Dry needling at myofascial trigger points mitigates chronic post-stroke shoulder spasticity

Neural Regen Res. 2018 Apr;13(4):673-676. doi: 10.4103/1673-5374.230293.


Post-stroke spasticity is associated with restriction in the range of motion of the shoulder. Reducing muscular dystrophy may help relieve muscular dysfunction in patients with post-stroke shoulder spasticity. Dry needle therapy is a method of needling the trigger points using a syringe needle without the use of a drug. Dry needle therapy is commonly used for pain at the shoulder, neck, waist, and back. In this case study, a 62-year-old male patient affected with cerebral hemorrhage of the right frontal lobe had received rehabilitative treatment for 12 years. However, he still experienced shoulder spasticity.
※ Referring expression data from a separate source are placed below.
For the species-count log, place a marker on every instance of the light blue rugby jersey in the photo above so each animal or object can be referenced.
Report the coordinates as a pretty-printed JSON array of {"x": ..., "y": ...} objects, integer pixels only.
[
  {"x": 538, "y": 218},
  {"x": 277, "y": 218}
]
The patient received daily dry needling at the trigger points of infraspinatus, teres minor, posterior deltoid, and pectoralis major on 9 days. After the first and ninth treatment, the Modified Ashworth Scale and the passive range of motion of the shoulder was used to assess the effect of the treatment. The spasticity and range of motion of the shoulder showed obvious improvement. These results indicate that dry needling at the myofascial trigger points can effectively treat chronic post-stroke shoulder spasticity.

Keywords: Modified Ashworth Scale; dry needling; nerve regeneration; neural regeneration; passive range of motion; shoulder spasticity; stroke.